Bug 2196628

Summary:	[RDR] [Globalnet enabled] Rook ceph mon endpoints are not updated with new ips when submariner is re-installed
Product:	[Red Hat Storage] Red Hat OpenShift Data Foundation	Reporter:	Aman Agrawal <amagrawa>
Component:	rook	Assignee:	Santosh Pillai <sapillai>
Status:	CLOSED CURRENTRELEASE	QA Contact:	kmanohar
Severity:	high	Docs Contact:
Priority:	unspecified
Version:	4.13	CC:	aclewett, asriram, assingh, asuryana, bkunal, kmanohar, kramdoss, muagarwa, nyechiel, odf-bz-bot, rtalur, sagrawal, sapillai, sgaddam, skitt, tnielsen, vthapar, vumrao
Target Milestone:	---
Target Release:	---
Hardware:	Unspecified
OS:	Unspecified
Whiteboard:
Fixed In Version:		Doc Type:	No Doc Update
Doc Text:		Story Points:	---
Clone Of:		Environment:
Last Closed:	2024-09-24 07:35:46 UTC	Type:	Bug
Regression:	---	Mount Type:	---
Documentation:	---	CRM:
Verified Versions:		Category:	---
oVirt Team:	---	RHEL 7.3 requirements from Atomic Host:
Cloudforms Team:	---	Target Upstream Version:
Embargoed:

Comment 4 Santosh Pillai 2023-05-11 02:51:02 UTC

Submariner was reinstalled on a an existing setup.
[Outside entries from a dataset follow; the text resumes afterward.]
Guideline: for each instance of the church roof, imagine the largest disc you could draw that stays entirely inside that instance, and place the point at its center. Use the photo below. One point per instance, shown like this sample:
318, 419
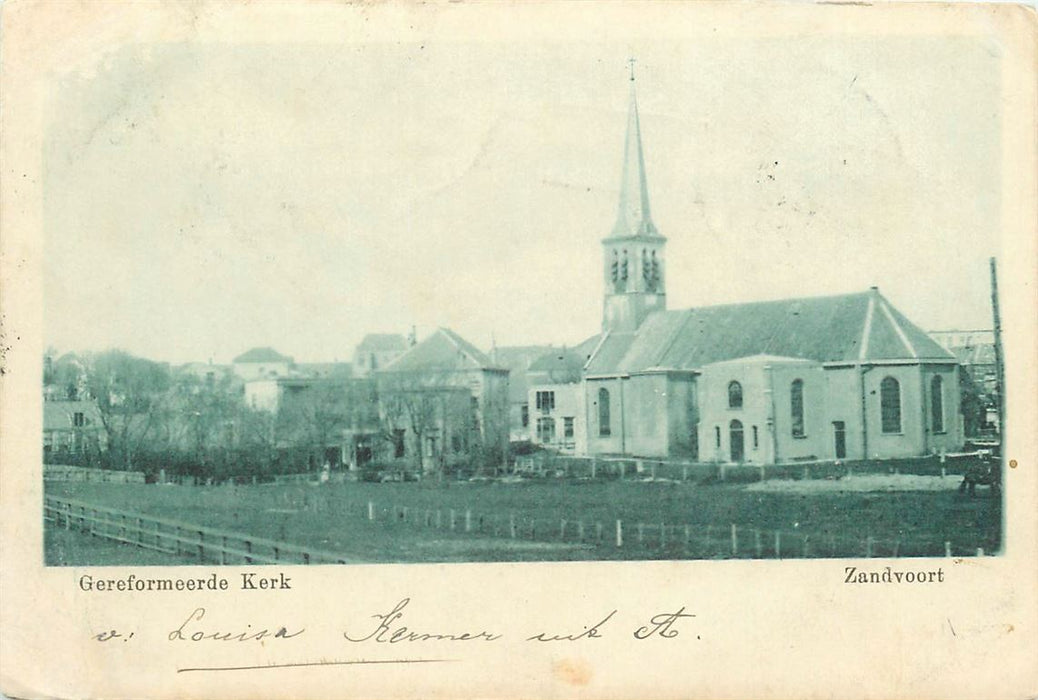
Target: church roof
444, 350
633, 216
850, 327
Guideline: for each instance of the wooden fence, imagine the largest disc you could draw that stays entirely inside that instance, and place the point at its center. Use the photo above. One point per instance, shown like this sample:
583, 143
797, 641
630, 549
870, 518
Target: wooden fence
179, 538
66, 473
661, 540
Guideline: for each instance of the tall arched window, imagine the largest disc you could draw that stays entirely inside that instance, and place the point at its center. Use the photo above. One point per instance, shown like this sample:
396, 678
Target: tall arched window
796, 407
734, 395
890, 405
604, 429
937, 404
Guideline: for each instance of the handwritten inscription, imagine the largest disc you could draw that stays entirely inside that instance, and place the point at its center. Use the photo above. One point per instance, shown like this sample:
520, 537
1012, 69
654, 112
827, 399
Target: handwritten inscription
384, 631
191, 631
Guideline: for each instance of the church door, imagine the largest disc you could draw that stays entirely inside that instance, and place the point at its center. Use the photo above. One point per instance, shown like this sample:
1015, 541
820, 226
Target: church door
840, 438
737, 449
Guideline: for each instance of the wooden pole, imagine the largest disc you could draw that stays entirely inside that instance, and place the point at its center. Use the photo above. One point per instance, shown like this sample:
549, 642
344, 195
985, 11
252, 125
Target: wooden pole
999, 367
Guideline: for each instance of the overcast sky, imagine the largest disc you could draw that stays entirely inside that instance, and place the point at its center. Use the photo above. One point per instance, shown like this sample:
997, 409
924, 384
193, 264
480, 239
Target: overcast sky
201, 199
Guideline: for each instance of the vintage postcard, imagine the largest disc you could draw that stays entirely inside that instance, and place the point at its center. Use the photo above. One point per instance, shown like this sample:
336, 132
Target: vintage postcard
517, 350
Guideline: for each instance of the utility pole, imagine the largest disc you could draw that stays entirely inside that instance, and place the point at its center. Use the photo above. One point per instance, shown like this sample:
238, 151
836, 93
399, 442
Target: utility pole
999, 362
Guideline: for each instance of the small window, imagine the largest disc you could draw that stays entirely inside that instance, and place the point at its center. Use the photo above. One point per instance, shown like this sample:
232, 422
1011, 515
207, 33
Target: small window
796, 407
734, 395
890, 405
545, 430
937, 404
398, 442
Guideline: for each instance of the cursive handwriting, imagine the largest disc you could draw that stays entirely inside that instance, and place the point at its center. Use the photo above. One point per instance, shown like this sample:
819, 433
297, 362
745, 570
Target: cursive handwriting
589, 633
383, 634
661, 624
187, 633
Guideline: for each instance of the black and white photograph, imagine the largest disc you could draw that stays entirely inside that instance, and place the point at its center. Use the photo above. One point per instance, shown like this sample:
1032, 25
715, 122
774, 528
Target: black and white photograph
504, 351
459, 302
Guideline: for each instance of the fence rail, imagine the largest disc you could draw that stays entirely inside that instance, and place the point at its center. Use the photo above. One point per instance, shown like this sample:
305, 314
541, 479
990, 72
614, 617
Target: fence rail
662, 539
174, 537
69, 473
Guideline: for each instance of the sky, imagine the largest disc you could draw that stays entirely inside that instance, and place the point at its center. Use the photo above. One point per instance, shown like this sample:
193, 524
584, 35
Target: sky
205, 198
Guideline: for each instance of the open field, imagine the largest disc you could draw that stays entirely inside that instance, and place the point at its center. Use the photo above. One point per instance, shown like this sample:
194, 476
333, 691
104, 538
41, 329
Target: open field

When submariner was removed, it deleted all the exported services.
 
When globalnet operator started again, it created all the exported services but this time with different IPs. 
For example: cluster c1 had exported IP for a service as 242.1.255.* but after globalnet was reinstalled, the exported services were recreated but this time with 242.0.255.*.  Rook is still using 242.1.255.* saved in the config map and has no clue about 242.0.255.*

In rook we don't really allow mon IP's to change. That's not a supported case. For global IPs scenario, we allow it by failing over one mon at a time. But this is a different situation, all the mon (global) IPs got changed at once when Submariner was reinstalled.

@tnielsen Do you think this can be a scenario that rook should support?

Comment 5 Santosh Pillai 2023-05-15 10:27:11 UTC

Used the following steps to add mons back to quorum. Here we edit only one mon and let rook operator to failover other mons.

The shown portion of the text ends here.